Мерсибрайт повернулся уходить. Он, казалось, забыл про Тома. Но, немного подождав, заговорил снова:

— Я получил от нее письмо сегодня утром. Она, видимо, приезжает завтра. Кто ее спрашивал, что мне сказать?

— Том Маддокс.

— Ну, заходи еще, — сказал Мерсибрайт. — Через денек-другой, когда она устроится. Я ей скажу, что ты придешь.

Он вошел в дом и закрыл дверь.

Через три дня, когда Том снова слонялся по дорожке, Линн увидела его из окна и выбежала навстречу. На ней было темно-зеленое платье с воротником-стойкой, яркие красно-рыжие волосы аккуратно собраны в узел, а на затылке выбивались кудрявые пряди. Ее темные глаза сияли. Она смеялась знакомым ему смехом.

— Почему ты не подойдешь к двери и не постучишь? Ты, наверное, думаешь, что тебе здесь не обрадуются?

Она взяла его за руку и повела на кухню. Отец сидел возле плиты, покуривая старомодную глиняную трубку, напоминавшую своей формой желудь. Он жестом пригласил Тома сесть рядом, и Линн тоже уселась немного в сторонке, наблюдая за лицом Тома.

— Как твои глаза?

— В общем-то довольно неплохо.

— Больше не болят?

— Я бы сказал, что это не боль. Не совсем.
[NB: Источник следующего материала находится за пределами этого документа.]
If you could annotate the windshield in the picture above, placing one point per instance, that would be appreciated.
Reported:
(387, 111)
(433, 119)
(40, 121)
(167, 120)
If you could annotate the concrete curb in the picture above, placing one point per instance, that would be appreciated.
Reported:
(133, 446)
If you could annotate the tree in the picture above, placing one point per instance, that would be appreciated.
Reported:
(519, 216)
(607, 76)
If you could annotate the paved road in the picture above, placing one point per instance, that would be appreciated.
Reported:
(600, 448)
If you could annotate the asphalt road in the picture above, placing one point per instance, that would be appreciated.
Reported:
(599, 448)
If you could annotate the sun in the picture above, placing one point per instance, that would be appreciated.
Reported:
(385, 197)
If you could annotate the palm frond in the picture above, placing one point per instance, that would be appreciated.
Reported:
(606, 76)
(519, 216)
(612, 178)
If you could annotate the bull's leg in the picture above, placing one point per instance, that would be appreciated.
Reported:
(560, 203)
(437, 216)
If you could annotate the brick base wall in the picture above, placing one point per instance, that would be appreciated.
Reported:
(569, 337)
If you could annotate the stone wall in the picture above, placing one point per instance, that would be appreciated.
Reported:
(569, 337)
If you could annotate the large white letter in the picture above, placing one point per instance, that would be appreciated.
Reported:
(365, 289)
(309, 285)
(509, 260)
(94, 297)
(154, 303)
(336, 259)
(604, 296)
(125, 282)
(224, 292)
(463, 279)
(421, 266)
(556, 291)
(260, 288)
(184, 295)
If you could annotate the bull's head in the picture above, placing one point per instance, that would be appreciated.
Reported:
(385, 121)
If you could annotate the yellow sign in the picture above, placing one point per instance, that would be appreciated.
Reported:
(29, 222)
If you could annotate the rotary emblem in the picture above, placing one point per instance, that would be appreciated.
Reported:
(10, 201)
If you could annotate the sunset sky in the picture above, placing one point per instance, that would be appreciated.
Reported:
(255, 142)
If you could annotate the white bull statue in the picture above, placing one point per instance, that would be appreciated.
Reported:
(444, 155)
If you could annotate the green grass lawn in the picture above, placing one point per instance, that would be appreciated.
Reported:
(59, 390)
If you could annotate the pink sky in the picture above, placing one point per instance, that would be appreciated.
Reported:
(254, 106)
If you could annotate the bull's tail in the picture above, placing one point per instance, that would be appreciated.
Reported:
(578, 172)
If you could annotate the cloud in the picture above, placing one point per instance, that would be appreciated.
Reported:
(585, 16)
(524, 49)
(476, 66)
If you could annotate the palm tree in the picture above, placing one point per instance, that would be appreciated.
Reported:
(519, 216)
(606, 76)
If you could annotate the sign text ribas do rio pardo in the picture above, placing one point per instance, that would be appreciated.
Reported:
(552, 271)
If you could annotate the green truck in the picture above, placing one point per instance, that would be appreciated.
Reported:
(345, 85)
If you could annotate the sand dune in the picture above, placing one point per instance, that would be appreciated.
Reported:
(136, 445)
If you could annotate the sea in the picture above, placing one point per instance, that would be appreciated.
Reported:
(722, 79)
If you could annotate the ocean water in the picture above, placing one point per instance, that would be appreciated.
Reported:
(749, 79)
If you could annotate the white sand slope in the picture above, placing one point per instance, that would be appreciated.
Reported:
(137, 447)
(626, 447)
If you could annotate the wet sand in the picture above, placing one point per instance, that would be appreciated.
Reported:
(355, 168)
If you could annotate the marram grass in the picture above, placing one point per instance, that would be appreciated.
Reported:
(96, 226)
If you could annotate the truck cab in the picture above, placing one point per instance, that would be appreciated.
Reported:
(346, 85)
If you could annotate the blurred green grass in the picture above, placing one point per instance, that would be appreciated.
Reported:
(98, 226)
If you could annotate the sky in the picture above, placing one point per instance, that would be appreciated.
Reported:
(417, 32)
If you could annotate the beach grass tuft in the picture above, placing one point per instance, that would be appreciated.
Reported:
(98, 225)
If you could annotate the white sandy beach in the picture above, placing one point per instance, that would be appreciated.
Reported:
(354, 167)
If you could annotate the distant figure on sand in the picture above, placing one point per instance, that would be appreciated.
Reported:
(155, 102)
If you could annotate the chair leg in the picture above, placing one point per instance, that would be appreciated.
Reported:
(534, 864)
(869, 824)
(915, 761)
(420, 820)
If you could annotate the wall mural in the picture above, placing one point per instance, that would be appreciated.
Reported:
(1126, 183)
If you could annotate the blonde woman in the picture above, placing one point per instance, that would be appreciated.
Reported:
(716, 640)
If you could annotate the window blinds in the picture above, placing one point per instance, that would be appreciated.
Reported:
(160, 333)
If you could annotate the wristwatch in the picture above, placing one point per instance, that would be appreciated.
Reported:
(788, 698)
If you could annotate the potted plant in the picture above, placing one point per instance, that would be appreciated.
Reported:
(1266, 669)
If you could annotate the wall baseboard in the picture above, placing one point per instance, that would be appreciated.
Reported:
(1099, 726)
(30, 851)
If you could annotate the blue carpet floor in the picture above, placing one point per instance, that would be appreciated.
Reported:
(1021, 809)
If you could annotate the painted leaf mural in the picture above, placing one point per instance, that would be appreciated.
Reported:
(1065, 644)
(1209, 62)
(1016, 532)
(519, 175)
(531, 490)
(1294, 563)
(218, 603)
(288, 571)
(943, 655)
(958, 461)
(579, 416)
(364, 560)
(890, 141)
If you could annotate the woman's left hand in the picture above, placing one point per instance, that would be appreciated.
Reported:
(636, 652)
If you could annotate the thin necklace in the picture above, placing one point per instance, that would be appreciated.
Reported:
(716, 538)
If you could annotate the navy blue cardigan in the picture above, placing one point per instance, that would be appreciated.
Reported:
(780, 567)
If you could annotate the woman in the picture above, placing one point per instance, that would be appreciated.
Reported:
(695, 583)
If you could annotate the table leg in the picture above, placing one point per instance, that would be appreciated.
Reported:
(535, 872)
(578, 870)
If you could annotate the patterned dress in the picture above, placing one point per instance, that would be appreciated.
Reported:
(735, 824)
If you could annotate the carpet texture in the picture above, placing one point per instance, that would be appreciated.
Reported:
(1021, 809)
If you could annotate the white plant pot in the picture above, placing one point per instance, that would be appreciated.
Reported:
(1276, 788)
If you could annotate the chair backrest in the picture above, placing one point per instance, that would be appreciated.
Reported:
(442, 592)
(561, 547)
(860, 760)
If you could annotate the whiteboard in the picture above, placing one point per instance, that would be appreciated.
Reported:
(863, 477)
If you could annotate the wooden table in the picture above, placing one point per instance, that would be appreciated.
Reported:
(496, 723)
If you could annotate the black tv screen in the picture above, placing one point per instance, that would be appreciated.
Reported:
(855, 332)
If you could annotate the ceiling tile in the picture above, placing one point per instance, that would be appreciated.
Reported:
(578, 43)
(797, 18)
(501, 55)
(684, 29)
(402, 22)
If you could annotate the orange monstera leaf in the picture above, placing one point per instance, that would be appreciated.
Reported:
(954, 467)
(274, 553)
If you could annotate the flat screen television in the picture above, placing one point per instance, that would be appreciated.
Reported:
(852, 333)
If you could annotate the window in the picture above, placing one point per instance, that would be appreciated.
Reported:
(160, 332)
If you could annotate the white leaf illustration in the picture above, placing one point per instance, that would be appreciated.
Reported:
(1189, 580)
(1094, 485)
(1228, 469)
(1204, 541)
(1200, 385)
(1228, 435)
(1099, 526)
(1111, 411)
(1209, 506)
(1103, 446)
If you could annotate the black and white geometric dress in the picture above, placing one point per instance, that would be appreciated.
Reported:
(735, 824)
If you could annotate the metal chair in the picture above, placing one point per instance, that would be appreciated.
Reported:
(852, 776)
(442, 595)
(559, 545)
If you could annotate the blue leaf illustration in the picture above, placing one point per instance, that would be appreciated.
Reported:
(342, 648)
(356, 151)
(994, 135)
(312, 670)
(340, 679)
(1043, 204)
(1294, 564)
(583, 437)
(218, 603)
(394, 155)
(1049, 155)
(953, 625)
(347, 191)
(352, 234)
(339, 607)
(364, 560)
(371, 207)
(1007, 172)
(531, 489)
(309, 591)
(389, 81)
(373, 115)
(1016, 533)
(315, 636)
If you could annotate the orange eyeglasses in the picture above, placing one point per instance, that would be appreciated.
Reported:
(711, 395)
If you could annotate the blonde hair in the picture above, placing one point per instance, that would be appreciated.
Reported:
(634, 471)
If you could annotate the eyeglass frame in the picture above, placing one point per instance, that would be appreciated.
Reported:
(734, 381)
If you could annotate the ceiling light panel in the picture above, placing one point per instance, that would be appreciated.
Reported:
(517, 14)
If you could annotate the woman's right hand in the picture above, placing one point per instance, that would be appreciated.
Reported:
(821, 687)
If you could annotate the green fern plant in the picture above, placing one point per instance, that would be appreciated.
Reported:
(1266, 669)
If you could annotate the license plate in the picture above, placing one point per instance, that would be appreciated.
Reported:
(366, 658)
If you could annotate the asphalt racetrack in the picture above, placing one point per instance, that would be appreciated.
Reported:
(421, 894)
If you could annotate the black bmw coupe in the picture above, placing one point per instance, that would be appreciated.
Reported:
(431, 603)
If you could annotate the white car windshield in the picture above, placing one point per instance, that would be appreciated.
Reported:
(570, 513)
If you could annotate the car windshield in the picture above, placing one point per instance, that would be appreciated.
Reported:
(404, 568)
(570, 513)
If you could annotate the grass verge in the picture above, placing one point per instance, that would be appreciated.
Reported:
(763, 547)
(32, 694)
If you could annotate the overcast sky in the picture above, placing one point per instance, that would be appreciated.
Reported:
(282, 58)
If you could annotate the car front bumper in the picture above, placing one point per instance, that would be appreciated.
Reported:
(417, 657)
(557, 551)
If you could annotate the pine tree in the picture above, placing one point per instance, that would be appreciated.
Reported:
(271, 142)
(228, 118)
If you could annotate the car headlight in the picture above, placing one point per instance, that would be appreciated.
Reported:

В голове у меня иногда немного стучит, но ничего особенного.

— А как твоя нога?

— В целом неплохо.

— Сдается мне, — сказал отец, — тебя, парень, словно в мельнице молотили.

— И все-таки я остался жив, а это что-нибудь, да значит.

— Да уж, достаточно только взглянуть на тебя.

— Не обращай на отца внимания, — сказала Линн. — Я никогда не обращаю. Так для него же лучше.

— У нас есть пиво угостить парня?

— Откуда мне знать? — спросила она, смеясь. — Я всего-то пять минут дома.

Но она встала и сходила куда-то в дальнюю часть кухни и вернулась с двумя кружками пенящегося пива.